This is a subject that I really find fascinating, because there's really nothing that I can think of to compare it to in the past 50 years...
Both Washington and Colorado have legalized marijuana, and as a result, something that used to be totally black market is now becoming a legit industry -- I believe Colorado now has a Marijuana Czar as a state official to overlook the whole thing. I bet Yakov Smirnoff has a good joke about that in Branson, but I digress.
Washington is planning a 25% tax on each of the grower, the processor, and the distributer. There will also be the sales tax on the last leg of that (8.75), so overall it ends up being around a 45% tax to the consumer (I've heard as high as 58%, but there's propaganda on both sides of this debate.) So the problem there is that a legal ounce is estimated to cost you $482 in Washington ($723 in their worst projection, citation below), but the black market is running less than $250 an ounce.
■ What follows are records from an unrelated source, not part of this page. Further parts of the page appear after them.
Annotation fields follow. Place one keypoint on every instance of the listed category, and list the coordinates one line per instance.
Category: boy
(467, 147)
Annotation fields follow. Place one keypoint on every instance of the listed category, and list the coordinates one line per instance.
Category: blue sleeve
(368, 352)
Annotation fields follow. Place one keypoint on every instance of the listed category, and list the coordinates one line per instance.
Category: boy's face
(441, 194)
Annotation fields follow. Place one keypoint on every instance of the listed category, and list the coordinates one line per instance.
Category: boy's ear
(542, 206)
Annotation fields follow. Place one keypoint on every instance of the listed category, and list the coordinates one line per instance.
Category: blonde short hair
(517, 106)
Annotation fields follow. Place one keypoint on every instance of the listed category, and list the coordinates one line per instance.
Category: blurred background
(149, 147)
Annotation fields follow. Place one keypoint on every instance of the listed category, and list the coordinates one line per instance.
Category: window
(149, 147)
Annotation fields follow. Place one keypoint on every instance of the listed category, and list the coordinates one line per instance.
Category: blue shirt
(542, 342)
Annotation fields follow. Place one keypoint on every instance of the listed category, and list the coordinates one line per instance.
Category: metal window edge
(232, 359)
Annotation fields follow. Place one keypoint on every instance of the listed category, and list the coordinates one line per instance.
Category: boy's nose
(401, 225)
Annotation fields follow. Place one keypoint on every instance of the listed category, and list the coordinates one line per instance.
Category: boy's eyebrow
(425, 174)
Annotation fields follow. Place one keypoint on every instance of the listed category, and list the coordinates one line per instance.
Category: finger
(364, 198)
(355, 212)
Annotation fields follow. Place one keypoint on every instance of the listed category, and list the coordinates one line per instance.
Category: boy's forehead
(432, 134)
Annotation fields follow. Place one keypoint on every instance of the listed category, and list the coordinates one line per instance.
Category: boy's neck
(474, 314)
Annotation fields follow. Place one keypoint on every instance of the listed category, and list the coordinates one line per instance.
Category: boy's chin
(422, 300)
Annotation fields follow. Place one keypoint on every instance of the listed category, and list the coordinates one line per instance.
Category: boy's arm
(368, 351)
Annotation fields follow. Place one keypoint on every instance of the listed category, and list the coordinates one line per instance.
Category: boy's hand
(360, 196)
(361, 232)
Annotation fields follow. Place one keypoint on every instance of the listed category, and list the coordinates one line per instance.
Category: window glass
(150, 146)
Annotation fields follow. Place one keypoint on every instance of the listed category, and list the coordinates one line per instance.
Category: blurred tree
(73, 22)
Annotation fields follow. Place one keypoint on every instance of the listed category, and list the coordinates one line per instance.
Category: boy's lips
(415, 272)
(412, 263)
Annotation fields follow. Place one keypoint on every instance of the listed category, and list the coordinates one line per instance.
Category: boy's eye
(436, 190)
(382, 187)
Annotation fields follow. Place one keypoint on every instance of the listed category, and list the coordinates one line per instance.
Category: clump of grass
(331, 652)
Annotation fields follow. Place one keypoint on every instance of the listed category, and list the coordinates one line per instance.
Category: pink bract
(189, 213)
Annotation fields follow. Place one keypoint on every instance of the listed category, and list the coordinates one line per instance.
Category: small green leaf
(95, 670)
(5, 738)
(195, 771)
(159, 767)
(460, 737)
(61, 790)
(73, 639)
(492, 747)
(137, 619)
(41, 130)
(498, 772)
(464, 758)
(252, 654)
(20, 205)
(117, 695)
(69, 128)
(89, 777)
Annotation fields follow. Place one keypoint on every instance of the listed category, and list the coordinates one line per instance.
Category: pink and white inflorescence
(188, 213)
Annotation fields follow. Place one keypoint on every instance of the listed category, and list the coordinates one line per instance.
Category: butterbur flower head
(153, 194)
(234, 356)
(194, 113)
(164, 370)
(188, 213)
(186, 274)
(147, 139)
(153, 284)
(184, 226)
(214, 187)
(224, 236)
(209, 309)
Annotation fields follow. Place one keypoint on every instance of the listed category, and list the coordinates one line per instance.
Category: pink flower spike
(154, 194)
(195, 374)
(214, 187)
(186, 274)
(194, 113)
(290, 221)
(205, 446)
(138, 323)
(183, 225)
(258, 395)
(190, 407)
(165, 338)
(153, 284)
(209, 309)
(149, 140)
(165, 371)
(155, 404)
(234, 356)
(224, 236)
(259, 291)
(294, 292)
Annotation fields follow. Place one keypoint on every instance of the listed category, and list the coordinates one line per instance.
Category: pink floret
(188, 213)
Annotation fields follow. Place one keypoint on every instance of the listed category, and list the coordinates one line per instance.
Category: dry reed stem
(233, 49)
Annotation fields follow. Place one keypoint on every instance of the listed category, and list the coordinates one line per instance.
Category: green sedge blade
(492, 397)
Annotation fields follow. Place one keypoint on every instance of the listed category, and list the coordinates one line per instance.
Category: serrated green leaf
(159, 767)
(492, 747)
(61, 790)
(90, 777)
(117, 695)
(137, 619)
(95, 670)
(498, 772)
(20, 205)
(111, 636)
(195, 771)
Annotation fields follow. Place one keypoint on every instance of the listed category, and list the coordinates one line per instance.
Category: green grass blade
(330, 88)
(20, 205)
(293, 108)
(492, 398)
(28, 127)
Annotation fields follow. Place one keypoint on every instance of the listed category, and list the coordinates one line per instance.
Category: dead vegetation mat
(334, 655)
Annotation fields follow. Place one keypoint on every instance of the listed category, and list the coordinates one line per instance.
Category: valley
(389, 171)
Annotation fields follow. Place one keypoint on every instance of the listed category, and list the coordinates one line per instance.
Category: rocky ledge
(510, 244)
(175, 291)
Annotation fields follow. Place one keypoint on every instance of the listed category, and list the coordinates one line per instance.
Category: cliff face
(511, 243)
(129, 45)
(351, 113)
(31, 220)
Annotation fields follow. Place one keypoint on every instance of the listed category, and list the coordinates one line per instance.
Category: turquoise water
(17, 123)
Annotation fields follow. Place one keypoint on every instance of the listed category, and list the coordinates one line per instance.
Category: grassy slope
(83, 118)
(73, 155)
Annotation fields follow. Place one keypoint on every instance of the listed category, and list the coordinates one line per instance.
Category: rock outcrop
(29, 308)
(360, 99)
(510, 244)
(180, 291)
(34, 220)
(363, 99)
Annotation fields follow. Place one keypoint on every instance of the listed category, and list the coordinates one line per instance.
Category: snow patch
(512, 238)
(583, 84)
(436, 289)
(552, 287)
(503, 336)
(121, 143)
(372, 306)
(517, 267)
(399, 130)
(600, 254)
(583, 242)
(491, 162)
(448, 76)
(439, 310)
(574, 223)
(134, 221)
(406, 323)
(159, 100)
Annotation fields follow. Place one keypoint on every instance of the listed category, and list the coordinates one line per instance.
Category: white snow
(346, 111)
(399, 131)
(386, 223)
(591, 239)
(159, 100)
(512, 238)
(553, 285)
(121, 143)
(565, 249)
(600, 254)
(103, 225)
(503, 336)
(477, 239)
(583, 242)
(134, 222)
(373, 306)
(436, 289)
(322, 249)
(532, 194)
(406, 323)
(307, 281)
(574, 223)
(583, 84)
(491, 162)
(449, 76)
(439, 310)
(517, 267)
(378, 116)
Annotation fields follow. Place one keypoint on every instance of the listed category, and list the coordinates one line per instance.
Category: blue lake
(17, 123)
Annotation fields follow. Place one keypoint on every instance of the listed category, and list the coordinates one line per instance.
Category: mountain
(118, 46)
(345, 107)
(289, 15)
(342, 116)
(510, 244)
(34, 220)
I think states have looked at tobacco as the industry to mirror with this... Washington charges about $3 per pack as state tax. I think the thing they are overlooking is that there was never a black market infrastructure in place to handle moving tobacco... it has always been legal, and until the past twenty-five years or so, it really hasn't been taxed severely. I am sure there is some sort of black market for cigs in Washington btw, I just don't think it makes up a very significant percentage of total cigarettes consumed. If I am wrong, I apologize.
For pot, however, all the black market infrastructure is in place, and probably in place pretty well. If the difference in price ends up being nearly double, I can't see people leaving their current source in order to go shopping at some store. Once you buy it, will there really be a way to tell that it's legal vs. illegal? Personally, I would think it better to set a fixed amount per ounce -- say $30? -- that goes to the government. Let the market decide what the price should really be... if it ends up balancing out where a legal store sells it for $280 an ounce and the black market sells it for $250 an ounce, people may consider the cost worth the price of avoiding any hassle from an illegal purchase. Once you are able to break down the cost benefit of running the black market for a while, and it slowly decays, you can raise those costs and you don't have to deal with fighting an established distribution chain.